Plummer–Vinson syndrome can be treated easily and effectively with iron supplementation and dilation therapy.¹ Iron replacement therapy may significantly improve dysphagia, especially in patients with a web that is not substantially obstructive.⁴ If there is significant obstruction of the esophageal lumen by the esophageal web as well as persistent dysphagia, balloon dilation of the web should be performed.¹ Dilation therapy can be easily performed with endoscopy or under fluoroscopy guidance.

Our patients were diagnosed with Plummer–Vinson syndrome at their first visit and for which they then underwent fluoroscopically guided balloon dilation of their esophageal stricture due to the near obstruction. After dilation, the dysphagia resolved and their iron-deficiency anemia improved using iron supplementation therapy.
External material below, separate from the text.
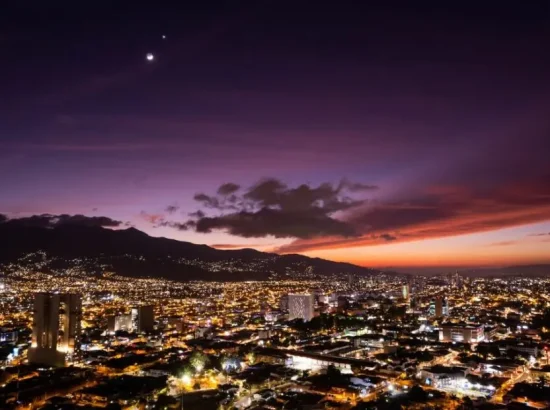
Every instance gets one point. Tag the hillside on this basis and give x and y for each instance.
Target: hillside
(131, 252)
In our patients, successful treatment was achieved by balloon dilation under fluoroscopic guidance as well as iron therapy. The use of fluoroscopy has advantages not limited to the identification of the proximal and distal ends of a stricture as it also allows visual control of the entire balloon catheter during its placement and inflation.^5–8 The use of fluoroscopy helps to minimize the risk of perforation caused by inappropriate advancement of instruments and misplacement of the balloon during its inflation caused by its sliding and give a real-time of stricture dilation during balloon inflation in comparison to endoscopy. In bougienage dilation, there is an abrupt, shearing axial force on the stricture that often causes significant injury of the mucosa and may, therefore, lead to scars and further stricture. In balloon dilation, as there are no longitudinal shearing forces, both the diameter of the balloon and the dilation pressure can be controlled precisely. Therefore, balloon dilation can be more efficient and less likely to produce damage to a patient’s esophageal wall.^9,10 However, it is important for these patients to undergo initial endoscopy in order to confirm their diagnosis and thereby exclude the presence of a possible malignancy.

We experienced that fluoroscopically guided balloon dilation was efficient and reliable for the treatment of benign esophageal strictures associated with Plummer–Vinson syndrome.

No potential conflict of interest relevant to this article was reported.